For me, it is very hard to follow this Plutus code.
I understand only parts of the code and the syntax is still a mystery to me.
Also it is unclear to me which things are part of the language and which things are parts of the libraries/SDKs.
In contrast, I found it a lot easier to understand simple Solidity contracts, because those are more similar to the languages that I already know (TypeScript, Kotlin and others).
So what does it take to develop smart contracts for Cardano?
Do you need to be an expert level Haskell developer?
Or would you wait until this KEVM thing is ready?
I 100% agree. No one on here answers anything, I have no idea what is going on or what to learn. I spent like two days watching solidity tutorial and felt pretty comfortable with it. I’ve spent like 2 weeks trying to learn haskell and still have no clue what the hell is going on
I have to agree too, and no it’s not your fault. It’s great that you’re interested, and the job of any product to ensure your first experience is positive. I too found the examples assuming some level of API knowledge, leaving me googling trying to piece things together.
Personally I’ve been deep in developer experience land for many years and the idea of selecting a language very few people know outside of academia (relatively speaking) as a primary SDK language would be a non-starter in most product companies.
Very few experienced devs have time on top of their day job and family commitments to be learning an entirely new language + APIs just to try something out. Huge barrier to entry. Can you imagine Stripe launching with just a Haskell SDK?
Widespread adoption means allowing as many developers to onboard as quickly and painlessly as possible. They then become your advocates. If instead they hit a wall, well they’re likely to go and find a product with an easier onboarding experience (unless you have Apple level market share of course).
Anyway I can see this will be addressed later in the year, and I understand the thinking behind the decision given what’s at play in this domain, but it’s going to slow the initial adoption curve down a little.
The question is: is it worth learning a new language for a new kind of software if it can do something significantly better than anything that came before? And the past clearly shows: yes, it is worth it.
If you want to leverage all the features of the Cardano main chain, you need to learn Plutus/Marlowe since KEVM will live only on the side chain. It can not have native tokens or any “fancy” things because it is/has to be compatible with EVM. (But of course the sidechain will also develop and more and more things will be possible here.)
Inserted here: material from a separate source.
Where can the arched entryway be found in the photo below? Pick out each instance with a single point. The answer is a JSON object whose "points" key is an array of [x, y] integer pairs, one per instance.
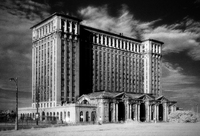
{"points": [[142, 112], [121, 111], [87, 116], [110, 112], [160, 112], [93, 116], [43, 115]]}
The fact that KEVM network is “only” a sidechain was never planned otherwise. If you think this through: you cannot be fully compatible with one chain and run in a completely different chain at the same time. There needs to be some sort of bridge.
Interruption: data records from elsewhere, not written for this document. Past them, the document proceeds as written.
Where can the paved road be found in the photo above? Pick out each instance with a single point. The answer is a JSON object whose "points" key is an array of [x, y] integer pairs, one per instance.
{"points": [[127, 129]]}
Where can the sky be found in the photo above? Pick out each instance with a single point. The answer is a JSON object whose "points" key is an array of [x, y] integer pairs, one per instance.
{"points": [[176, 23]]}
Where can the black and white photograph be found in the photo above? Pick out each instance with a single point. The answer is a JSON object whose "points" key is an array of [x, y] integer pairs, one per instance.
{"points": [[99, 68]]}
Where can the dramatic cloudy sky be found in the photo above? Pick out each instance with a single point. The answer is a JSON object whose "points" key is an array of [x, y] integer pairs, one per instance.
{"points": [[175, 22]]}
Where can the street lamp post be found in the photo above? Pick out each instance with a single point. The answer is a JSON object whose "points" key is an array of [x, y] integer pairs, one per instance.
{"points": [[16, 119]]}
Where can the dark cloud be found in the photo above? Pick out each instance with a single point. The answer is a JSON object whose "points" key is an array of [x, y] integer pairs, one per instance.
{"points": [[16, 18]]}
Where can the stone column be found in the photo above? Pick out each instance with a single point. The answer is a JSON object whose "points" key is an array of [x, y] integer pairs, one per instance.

There are some advantages and disadvantages to this. Regarding the native tokens, one consequence is that you can’t move native tokens back and forth between networks. (at least not easily, technically there are ways to solve this: tokens would have to be locked on one side and generated on the other side) Simply because there is no native token concept on the EVM side. You need smart contracts to implement tokens.
I think Haskell is a really good choice. But the Plutus tutorials are really weak and sadly no one can answer any practical questions here because no one here actually knows Plutus. So I guess we have to wait some months for usable information.
I am curious how ostracizing the majority of developers will work out long term.
There is a very small percentage of us that think syntax is irrelevant. I for one am learning Haskell and Plutus but as a C/C++ programmer who has done a lot of C#/Java/JS/TS/and other trivial languages recently I was surprised I was not able to learn this in a few days like Smalltalk, SQL, VB, Python, Perl, and other tertiary languages I have used in my 20 year career as a software engineer.
This does not bode well for newbies. Full disclaimer I also taught Scheme and other functional languages at the collegiate level so I am not completely clueless to purely functional languages I just have never seen it used in the professional world. I am a little worried that a slightly above average software engineer such as myself meeting resistance may mean the bar is a tad high for global adoption.